Salwy śmiechu w kościele. Żart biskupa podbił serca wiernych

Niemiecki biskup podczas nabożeństwa wielkanocnego opowiedział dowcip. Był on nawiązaniem do tradycji risus paschalis, zgodnie z którą gromkim śmiechem należy wyrazić radość ze zmartwychwstania Chrystusa. Żart biskupa stał się hitem internetu, a nagranie obejrzano już niemal milion razy.
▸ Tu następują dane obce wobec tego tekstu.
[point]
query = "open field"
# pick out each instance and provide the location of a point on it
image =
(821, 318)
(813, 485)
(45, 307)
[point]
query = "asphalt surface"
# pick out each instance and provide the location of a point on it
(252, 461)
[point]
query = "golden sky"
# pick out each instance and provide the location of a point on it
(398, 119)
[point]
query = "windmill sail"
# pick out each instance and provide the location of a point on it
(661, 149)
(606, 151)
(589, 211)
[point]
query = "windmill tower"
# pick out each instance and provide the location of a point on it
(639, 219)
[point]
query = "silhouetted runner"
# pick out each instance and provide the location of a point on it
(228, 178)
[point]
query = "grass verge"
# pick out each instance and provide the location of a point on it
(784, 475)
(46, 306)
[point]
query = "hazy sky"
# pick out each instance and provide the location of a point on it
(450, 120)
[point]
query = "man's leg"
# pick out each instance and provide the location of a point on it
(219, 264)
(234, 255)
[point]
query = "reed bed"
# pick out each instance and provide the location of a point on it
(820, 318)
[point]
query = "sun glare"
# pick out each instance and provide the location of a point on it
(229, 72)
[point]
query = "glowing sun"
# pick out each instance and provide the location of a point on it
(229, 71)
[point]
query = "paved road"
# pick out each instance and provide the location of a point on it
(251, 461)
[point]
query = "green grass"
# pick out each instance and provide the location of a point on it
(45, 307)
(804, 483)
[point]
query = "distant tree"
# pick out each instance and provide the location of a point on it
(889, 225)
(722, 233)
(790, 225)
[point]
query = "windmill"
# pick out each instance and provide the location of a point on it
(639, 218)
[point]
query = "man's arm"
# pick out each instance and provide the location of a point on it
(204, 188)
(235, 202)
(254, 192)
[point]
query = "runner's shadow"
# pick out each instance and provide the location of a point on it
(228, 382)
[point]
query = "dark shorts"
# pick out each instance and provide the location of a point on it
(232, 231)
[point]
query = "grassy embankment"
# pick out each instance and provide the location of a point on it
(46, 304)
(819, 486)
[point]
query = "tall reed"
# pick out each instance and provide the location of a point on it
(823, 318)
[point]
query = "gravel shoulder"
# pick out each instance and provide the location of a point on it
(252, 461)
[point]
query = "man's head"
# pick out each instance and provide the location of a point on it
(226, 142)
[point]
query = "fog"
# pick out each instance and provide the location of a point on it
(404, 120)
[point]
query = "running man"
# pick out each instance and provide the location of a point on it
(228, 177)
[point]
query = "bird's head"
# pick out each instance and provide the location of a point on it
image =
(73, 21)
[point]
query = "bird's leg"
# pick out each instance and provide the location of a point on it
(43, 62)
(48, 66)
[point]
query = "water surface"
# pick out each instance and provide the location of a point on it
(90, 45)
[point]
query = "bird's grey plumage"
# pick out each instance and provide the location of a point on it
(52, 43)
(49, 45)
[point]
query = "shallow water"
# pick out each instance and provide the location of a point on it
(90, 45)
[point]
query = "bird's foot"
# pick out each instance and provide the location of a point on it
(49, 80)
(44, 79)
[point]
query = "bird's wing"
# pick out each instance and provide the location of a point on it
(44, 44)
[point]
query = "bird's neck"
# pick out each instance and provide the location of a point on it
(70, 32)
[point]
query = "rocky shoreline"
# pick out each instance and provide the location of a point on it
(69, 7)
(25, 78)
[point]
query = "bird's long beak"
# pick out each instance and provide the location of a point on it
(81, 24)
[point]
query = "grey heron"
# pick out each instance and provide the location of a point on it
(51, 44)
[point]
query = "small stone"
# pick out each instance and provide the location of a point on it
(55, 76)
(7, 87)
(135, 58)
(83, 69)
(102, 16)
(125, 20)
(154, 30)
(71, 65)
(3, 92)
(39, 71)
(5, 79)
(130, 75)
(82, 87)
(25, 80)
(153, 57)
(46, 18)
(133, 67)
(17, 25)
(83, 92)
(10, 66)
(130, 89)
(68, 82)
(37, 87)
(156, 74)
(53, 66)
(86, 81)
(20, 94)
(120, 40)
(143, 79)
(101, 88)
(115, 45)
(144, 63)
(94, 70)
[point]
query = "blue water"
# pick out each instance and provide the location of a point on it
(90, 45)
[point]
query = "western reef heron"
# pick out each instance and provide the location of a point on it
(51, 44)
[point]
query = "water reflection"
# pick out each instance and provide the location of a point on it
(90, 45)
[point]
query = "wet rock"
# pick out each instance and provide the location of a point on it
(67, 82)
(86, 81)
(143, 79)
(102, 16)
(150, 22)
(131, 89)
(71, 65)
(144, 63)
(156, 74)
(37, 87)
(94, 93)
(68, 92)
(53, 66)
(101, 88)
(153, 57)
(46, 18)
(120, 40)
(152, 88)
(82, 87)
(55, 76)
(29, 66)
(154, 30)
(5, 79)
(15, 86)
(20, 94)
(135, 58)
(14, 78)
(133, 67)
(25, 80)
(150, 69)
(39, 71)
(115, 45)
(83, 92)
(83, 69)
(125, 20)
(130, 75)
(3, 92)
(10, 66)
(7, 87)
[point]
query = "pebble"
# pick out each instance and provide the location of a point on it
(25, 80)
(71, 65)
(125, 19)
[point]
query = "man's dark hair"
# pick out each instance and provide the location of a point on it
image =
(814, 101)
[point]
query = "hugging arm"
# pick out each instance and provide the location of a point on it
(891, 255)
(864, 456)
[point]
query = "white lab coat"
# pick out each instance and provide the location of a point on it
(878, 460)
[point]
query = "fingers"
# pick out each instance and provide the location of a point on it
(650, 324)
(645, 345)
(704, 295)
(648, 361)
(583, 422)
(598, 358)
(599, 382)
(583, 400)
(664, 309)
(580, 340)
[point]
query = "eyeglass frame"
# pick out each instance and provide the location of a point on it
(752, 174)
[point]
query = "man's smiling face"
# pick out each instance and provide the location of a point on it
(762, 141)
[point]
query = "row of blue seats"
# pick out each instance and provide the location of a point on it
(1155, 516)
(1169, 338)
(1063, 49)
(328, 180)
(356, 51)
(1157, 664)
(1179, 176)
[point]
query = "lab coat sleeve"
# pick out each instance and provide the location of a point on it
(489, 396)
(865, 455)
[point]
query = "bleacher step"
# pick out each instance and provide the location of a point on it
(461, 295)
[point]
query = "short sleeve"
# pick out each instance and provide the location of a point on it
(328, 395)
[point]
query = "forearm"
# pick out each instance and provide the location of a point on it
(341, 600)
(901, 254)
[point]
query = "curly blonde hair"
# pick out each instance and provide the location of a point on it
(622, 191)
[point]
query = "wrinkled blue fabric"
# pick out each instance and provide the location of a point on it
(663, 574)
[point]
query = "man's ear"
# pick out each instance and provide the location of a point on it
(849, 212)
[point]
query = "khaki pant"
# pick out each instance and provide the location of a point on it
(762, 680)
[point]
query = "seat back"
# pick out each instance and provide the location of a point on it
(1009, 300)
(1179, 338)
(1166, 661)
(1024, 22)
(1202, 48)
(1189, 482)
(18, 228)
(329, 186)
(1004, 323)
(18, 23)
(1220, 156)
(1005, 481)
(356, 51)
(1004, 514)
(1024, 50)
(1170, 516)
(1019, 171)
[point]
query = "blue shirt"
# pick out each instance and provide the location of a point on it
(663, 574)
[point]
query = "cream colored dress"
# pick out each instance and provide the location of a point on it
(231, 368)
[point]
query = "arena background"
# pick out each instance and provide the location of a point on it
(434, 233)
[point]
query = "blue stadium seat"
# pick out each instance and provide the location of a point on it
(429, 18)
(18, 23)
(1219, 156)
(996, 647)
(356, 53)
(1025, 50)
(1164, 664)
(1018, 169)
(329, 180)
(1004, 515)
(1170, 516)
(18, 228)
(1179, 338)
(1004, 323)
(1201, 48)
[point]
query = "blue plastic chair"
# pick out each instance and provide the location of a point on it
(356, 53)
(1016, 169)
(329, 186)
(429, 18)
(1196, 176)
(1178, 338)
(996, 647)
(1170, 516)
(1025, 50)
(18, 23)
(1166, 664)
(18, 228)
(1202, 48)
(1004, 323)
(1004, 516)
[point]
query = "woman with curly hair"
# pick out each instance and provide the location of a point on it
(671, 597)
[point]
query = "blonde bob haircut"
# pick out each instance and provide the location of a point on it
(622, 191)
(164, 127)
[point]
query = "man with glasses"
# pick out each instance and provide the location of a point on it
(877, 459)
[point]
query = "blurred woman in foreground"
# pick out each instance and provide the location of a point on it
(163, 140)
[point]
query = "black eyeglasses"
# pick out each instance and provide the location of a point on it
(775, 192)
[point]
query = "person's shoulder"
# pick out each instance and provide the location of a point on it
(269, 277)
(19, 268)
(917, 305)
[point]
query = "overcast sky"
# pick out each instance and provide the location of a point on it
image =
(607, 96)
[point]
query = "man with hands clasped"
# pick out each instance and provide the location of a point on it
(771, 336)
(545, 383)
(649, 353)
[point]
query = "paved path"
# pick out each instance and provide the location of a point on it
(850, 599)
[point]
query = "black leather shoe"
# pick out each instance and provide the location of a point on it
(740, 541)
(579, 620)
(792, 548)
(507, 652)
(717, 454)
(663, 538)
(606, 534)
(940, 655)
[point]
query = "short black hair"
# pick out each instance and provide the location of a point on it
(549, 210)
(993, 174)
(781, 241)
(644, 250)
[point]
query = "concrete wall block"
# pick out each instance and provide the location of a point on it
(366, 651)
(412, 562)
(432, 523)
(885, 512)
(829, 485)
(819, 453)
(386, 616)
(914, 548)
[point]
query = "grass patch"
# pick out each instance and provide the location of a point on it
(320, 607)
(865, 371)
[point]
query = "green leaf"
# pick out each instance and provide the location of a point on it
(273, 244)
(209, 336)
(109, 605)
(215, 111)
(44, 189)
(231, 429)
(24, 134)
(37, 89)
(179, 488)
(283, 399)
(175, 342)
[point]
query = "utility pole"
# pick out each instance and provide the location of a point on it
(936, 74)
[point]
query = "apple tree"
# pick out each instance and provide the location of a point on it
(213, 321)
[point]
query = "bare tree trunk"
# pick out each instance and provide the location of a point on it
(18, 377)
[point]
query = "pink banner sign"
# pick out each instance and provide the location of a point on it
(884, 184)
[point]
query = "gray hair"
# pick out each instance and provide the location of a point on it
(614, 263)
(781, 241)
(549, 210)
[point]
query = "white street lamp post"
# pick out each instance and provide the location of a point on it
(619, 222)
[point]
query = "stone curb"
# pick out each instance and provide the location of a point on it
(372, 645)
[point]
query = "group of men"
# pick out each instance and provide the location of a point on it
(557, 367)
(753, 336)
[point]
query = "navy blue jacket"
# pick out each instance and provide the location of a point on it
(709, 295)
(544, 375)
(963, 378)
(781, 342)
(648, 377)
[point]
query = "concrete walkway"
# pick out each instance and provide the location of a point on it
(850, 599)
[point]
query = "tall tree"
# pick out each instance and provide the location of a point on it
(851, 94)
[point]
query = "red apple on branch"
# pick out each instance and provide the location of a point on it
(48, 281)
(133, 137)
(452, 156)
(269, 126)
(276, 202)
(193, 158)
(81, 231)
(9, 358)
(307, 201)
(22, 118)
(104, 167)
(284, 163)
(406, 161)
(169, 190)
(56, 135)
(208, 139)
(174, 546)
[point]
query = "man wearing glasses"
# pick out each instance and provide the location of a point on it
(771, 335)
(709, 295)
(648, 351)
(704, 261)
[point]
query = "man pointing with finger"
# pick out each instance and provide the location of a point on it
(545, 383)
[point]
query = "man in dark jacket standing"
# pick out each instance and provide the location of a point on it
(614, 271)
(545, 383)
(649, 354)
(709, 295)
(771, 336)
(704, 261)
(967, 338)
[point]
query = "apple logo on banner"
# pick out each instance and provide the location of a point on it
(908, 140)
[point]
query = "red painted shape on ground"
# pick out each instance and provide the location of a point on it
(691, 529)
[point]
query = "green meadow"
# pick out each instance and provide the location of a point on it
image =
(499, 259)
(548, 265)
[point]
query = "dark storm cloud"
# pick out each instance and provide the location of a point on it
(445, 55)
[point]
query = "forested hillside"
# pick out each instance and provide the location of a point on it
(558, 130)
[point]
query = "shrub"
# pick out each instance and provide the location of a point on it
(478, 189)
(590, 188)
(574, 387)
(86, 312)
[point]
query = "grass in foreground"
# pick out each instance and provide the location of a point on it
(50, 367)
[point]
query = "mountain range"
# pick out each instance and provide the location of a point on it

Biskup Stefan Oster w 2014 roku
Biskup Stefan Oster w 2014 roku
Źródło zdjęć: © PAP | Armin Weigel
Justyna Lasota-Krawczyk

03.04.2024 | aktual.: 03.04.2024 11:34

Chociaż zwyczaj risus paschalis, czyli "wielkanocnego śmiechu", swoją popularność zaczął tracić w XIX wieku, to w niektórych miejscach nadal jest kultywowany. Zgodnie z tradycją w Niedzielę Wielkanocną należało gromkim śmiechem wyrazić radość ze zmartwychwstania Chrystusa.

Żart opowiedziany podczas nabożeństwa przez niemieckiego biskupa Stefana Ostera rozbawił nie tylko wiernych, ale stał się też hitem internetu. Zamieszczone w sieci nagranie do czwartku obejrzano niemal milion razy!

Dalsza część artykułu pod materiałem wideo

Wielkanocne żarty biskupa z Pasawy zdobywały popularność już w poprzednich latach, a sam Oster prowadzi kanał na YouTube, gdzie zamieszcza m.in. swoje kazania, chętnie oglądane przez wiernych z całego świata.

Wielkanocny żart Ostera

Jeszcze zanim biskup Stefan Oster zaczął czytać przygotowaną na wielkanocne nabożeństwo anegdotę, przeprosił wiernych. - Jeśli ten żart okaże się dla kogoś choć trochę obraźliwy, choć uważam, że jest naprawdę zabawny, proszę o wybaczenie - podkreślił duchowny.

Dalsza część artykułu pod materiałem wideo

Osterwitz 2024

Dowcip, a właściwie krótka historyjka opowiadała o kobiecie z miasta, która w latach 20. minionego wieku planowała podróż do Lasu Bawarskiego. Ponieważ turystyka na tamtych terenach dopiero raczkowała, wysłała list do władz miejscowości z pytaniem, czy jest u nich dostępna bieżąca woda i WC.

Tajemniczy skrót zakłopotał burmistrza, który z prośbą o jego rozwinięcie zwrócił się do lokalnego księdza. Duchowny uznał, że najpewniej chodzi o "Waldkapellchen" - leśną kapliczkę, pisaną przez "c", zgodnie z miejską nowomową.

W skrupulatnie przygotowanej odpowiedzi zapewniono turystkę, że "WC" w Lesie Bawarskim znajduje się od ponad 300 lat i łatwo można dotrzeć do niej pieszo. W "WC" dostępnych jest około 30 miejsc, jednak tłok nie stanowi problemu, ponieważ w ciągu tygodnia odwiedzają ją pojedyncze osoby, a przy większych okazjach nad porządkiem czuwa pastor.

"Przy specjalnych okazjach w naszej WC rozbrzmiewa akompaniament muzyczny orkiestry dętej. Na prośbę księdza proboszcza możemy mieć wówczas przygotowane nuty, aby ułatwić pani uczestnictwo w tym wydarzeniu. Mamy nadzieję, że przekonaliśmy panią do pobytu w naszej pięknej wiosce. Zawsze cieszymy się, gdy ludzie przyjeżdżają z daleka, aby skorzystać z naszej WC" - zakończył się żart.

Na zamieszczonym w sieci nagraniu z nabożeństwa słychać nie tylko salwy śmiechu wiernych, ale widać, że również biskup i inne osoby posługujące do mszy żart rozbawił do łez.